“To be pro-consumer militantly doesn’t mean to be militantly anti-business.”
Virginia Knauer, 1970
Consumer advocates used information, legal action, and political influence to protect and empower consumers. Consumer protection began with the formation of the National Consumers League in 1899 and gained strength in the 1930s. After World War II, advocates focused on food safety, product design, clear labeling, lending practices, and environmental regulation. Backed by consumer frustration, they achieved significant legislative victories, but they fell short of creating a federal agency dedicated to consumer affairs.
Safety has been the focus of much consumer advocacy. In a series of high-profile cases, industrial designer Byron Bloch and activist Ralph Nader challenged Ford to redesign the Pinto and better protect drivers from rear- impact crashes.

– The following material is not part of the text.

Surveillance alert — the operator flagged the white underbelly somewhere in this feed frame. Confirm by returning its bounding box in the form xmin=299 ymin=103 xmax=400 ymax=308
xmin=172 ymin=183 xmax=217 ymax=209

Consumer laws safeguarded children by eliminating poisonous chemicals, small and sharp parts, and other unforeseen hazards from toys, clothing, and furniture. Much of the legislation came from grassroots efforts by parents.
An Agency to Protect Consumers?
Advocates urged Congress to create an agency dedicated to consumer affairs. In 1977, Ralph Nader asked taxpayers to shower Congress with nickels demonstrating that the agency would cost each American only five cents a year. The Office of Consumer Affairs was established, but only in an advisory capacity.